Cha’s works examine the contradictions and tensions that exist within our natural world, using nature as a metaphor to portray conflicting feelings existing in the same space and time. Painting in an abstract language, her works combine broad inspiration from today’s social media to epic ancient folklore. Nature is used within the context of the work to provide an entry point to the viewer, with each work feels like a contradictory discovery. Cha’s works examine the constant adjusting and altering of the natural world by humankind - the over breeding for consumption, the intervening evolution of brighter, more attractive flowers, and the fabrication of landscaping.

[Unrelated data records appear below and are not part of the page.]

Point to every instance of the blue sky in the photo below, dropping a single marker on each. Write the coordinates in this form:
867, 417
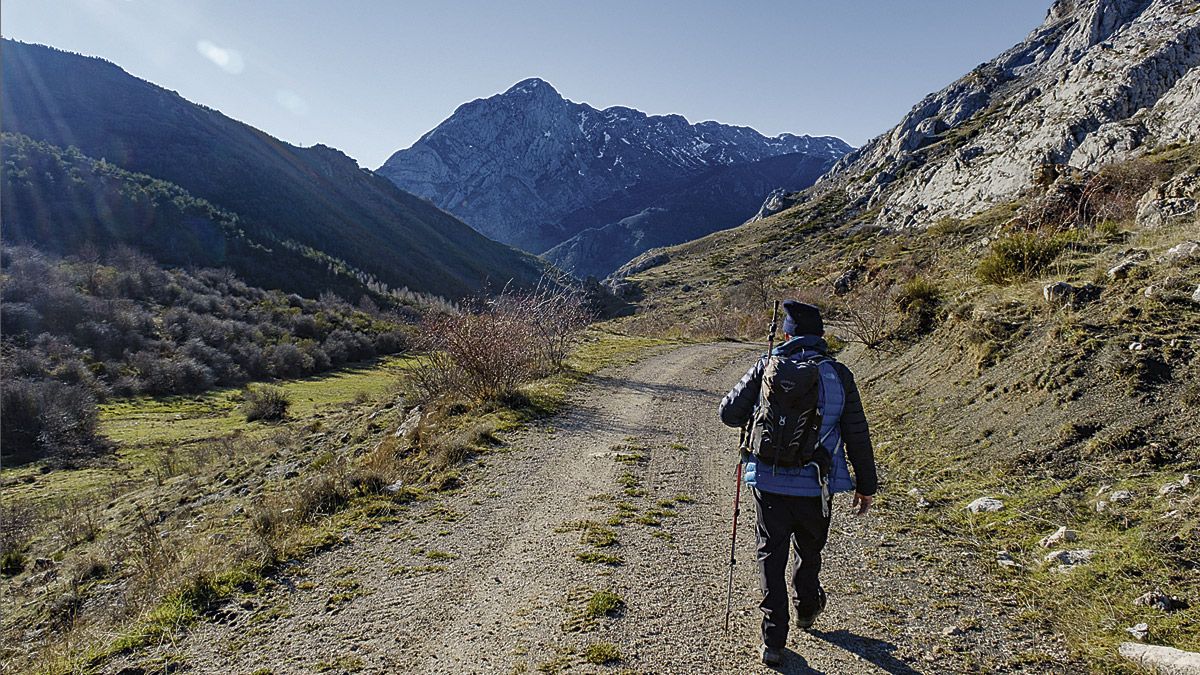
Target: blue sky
371, 77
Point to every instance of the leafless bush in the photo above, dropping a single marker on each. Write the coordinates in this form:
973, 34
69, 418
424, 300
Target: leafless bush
1113, 193
869, 317
264, 401
504, 342
557, 315
17, 524
76, 521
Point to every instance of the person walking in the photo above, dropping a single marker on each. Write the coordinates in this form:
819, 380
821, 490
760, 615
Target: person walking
793, 502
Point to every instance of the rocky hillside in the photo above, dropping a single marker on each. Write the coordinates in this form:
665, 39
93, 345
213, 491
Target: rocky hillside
1018, 268
520, 165
1097, 82
315, 197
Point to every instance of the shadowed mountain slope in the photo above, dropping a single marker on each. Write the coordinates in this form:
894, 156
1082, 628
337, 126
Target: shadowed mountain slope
316, 196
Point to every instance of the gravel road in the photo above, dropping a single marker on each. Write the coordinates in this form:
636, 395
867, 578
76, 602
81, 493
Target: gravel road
486, 579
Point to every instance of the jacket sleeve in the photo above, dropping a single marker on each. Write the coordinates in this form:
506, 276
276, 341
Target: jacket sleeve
857, 436
738, 405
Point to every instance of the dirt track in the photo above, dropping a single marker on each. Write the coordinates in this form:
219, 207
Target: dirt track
486, 579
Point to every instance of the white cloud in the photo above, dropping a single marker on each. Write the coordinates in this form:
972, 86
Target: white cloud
292, 101
229, 60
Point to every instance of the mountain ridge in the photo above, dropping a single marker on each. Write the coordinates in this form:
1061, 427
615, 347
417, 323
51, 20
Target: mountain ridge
514, 165
1097, 81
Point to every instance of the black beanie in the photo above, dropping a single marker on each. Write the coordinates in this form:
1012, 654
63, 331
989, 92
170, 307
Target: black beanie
802, 318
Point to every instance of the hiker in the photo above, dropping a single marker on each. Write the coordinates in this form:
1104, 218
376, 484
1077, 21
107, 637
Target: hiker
792, 503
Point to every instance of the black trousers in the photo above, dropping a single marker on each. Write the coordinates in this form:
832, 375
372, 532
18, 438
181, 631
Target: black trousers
783, 520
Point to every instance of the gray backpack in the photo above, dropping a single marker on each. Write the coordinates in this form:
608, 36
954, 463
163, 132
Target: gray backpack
786, 425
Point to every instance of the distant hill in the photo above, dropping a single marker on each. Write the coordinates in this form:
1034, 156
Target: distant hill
66, 203
529, 167
315, 197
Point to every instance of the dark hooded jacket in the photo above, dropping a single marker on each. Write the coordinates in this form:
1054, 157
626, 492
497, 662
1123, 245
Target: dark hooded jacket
843, 425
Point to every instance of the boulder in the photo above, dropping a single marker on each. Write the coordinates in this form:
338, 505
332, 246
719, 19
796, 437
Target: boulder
1139, 632
1121, 496
1059, 293
1181, 252
1005, 559
1170, 203
1071, 557
1164, 661
1121, 269
1059, 536
411, 422
985, 505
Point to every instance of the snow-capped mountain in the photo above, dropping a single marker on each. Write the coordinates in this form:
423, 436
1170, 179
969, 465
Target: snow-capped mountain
515, 165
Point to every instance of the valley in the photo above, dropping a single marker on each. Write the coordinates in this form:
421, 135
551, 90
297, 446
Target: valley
268, 411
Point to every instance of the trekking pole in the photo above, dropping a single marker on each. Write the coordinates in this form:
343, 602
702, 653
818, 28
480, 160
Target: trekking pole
743, 448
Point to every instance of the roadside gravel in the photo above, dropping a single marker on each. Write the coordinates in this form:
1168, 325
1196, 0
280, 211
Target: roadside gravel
486, 579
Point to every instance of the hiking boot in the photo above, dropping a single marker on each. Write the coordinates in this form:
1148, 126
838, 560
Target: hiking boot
772, 656
805, 621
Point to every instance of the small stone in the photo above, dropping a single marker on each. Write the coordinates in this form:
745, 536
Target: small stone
1161, 601
1005, 559
1170, 489
1121, 496
1057, 293
1121, 269
411, 420
984, 505
1139, 632
1060, 535
1183, 251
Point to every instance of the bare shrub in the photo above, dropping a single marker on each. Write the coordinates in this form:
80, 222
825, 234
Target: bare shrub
47, 418
267, 402
504, 342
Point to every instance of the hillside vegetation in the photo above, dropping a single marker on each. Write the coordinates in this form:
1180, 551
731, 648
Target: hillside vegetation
1042, 352
89, 328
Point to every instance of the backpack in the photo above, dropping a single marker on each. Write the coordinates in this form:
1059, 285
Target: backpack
786, 424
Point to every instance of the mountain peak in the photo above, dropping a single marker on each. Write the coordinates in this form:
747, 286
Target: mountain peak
532, 85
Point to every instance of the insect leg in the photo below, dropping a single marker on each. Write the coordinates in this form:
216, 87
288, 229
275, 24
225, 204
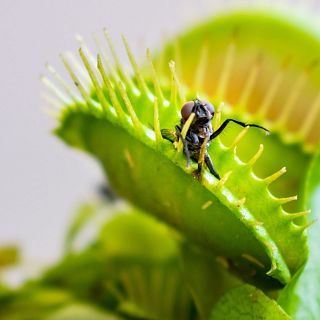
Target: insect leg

These contradictions are clearly demonstrated through Fearless In My Heart I & II. These voluminous works have a seductive quality, inspired by ice glaciers falling down and meeting with a splash in the water in the artist’s iconic, glossy look. They communicate with each other, erupting and descending, pushing and pulling. These works are planned clearly, equally fluid in execution and carefully mapped.
Cha’s exhibited work includes Entangled. This work pervades our subconscious, reflecting themes of longing for something out of reach, with its precarious, leering and ominous hang. Voyeuristic. Unapproachable. It is an optic that holds a lot of class structures, with feelings of ‘a better life’, feeling far away to so many. Cha’s works contain a pure and persistent sense of prayer and wishing. When painting, the artist repeats titles and themes to herself, longing for the work to reveal. This potent sense of desire is prevalent through each painting - the dream and desire for something different.
The smaller oil on canvas works reflect poetically on a story from Cha’s childhood. Her parents described how flowers, such as the daffodil depicted, are at their most beautiful just before their death. This is why people pick them. The flowers here are glass - fragile, seducing, dangerous.
Together, Hatta and Cha’s works create an immersive experience that explores the relationships between emotion, memory and nature, inviting visitors to contemplate the contradictions and tensions that exist within the natural world. There is magic and mystery in their mastery.
This exhibition is a celebration of the art of world-building. Join us on this journey of introspection and exploration as we delve into the world of Dungeons and Daydreams.